Asked if Cameron should have done anything differently, Jennings said the attorney general might have “relieved some public pressure" if he had let the public know sooner that he was waiting on ballistics tests.

Democratic U.S. Rep. John Yarmuth, who represents Louisville, said Cameron has to be “totally and completely transparent with the Taylor family and with the American people, providing all information and evidence he used to reach his decision.”

“Justice has been owed to Breonna Taylor and her family for far too long," Yarmuth said.

Christopher 2X, a Louisville anti-violence activist, has met with Cameron about the investigation. The attorney general looks to be “on top of trying to get to the bottom” of what happened, collaborating with the FBI in a way that “makes sense," 2X said.

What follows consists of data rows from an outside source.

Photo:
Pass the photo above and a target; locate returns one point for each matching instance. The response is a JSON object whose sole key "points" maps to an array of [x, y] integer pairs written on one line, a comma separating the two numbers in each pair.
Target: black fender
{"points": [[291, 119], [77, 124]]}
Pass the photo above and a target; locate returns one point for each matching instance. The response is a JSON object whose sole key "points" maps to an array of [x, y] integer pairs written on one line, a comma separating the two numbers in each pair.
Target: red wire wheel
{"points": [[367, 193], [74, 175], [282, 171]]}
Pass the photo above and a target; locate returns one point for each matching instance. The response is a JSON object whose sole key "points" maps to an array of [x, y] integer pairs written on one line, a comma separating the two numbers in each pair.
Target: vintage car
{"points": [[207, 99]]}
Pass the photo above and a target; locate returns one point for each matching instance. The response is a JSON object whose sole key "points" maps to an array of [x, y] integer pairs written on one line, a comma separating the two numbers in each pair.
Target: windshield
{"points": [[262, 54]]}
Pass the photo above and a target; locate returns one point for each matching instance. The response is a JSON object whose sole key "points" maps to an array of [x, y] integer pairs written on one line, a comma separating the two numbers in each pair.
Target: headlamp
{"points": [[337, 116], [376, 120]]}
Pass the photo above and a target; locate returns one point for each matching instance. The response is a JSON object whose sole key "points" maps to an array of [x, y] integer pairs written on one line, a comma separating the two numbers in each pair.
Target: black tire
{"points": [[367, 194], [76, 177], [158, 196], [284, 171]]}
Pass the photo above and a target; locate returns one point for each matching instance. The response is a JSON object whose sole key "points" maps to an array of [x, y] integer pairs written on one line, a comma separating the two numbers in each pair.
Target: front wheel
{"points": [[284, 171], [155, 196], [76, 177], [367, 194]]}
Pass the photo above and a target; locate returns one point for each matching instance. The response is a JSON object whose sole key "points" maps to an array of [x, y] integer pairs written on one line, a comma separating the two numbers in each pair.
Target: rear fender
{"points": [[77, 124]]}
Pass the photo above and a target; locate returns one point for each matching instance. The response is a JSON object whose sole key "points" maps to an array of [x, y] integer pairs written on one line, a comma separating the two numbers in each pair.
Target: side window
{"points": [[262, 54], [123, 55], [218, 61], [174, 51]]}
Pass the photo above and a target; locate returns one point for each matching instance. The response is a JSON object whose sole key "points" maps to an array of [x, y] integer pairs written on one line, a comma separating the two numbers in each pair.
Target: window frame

“This is a different process, and it’s welcomed,” he said.

Cameron is matter-of-fact about what he signed up for as attorney general.

“I recognized when I ran for the office of attorney general that there would be ... challenges and that there are things that you cannot predict," he said. “But you have confidence in your abilities. You have confidence in the abilities of the team that you put around you.”